As a matter of fact, Video Store Magazine is looking to find out just how often you buy inventory for your store from a mass merchant. Take a moment while you’re here to participate in our poll. We’re very interested in getting an idea of just how broad (and how deep) this practice has become.
One question that arises is, what is this doing to what is remaining of the industry’s distribution system as retailers question the value of their distributors? Besides getting terms and delivery, distributors have a much broader selection of titles to choose from than the mass merchants. That selection is an important element to every rental dealers’ business. Some retailers argue they have no sympathy for distributors and aren’t interested in buying from them for charity’s sake.
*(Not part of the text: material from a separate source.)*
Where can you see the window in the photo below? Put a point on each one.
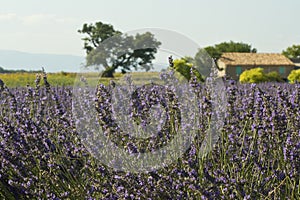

But can they truly afford to see further erosion of their industry’s distribution system?
Many retailers have stated they certainly intend to stay with their distributors while continuing to buy from mass merchants either to fill in copy depth or maybe save some money by buying one or two titles at big-box stores as a hedge against what they feel they are losing in price difference for everything else they are buying.
A number of retailers are calling for some action to be taken by the iGroup or some other organization to try to rectify what they see as an injustice. Whatever form that action could take remains unclear. But what is clear is that independent retailers are taking the matter into their own hands to a certain degree, and that may lead to further challenges for the distributors left in this business.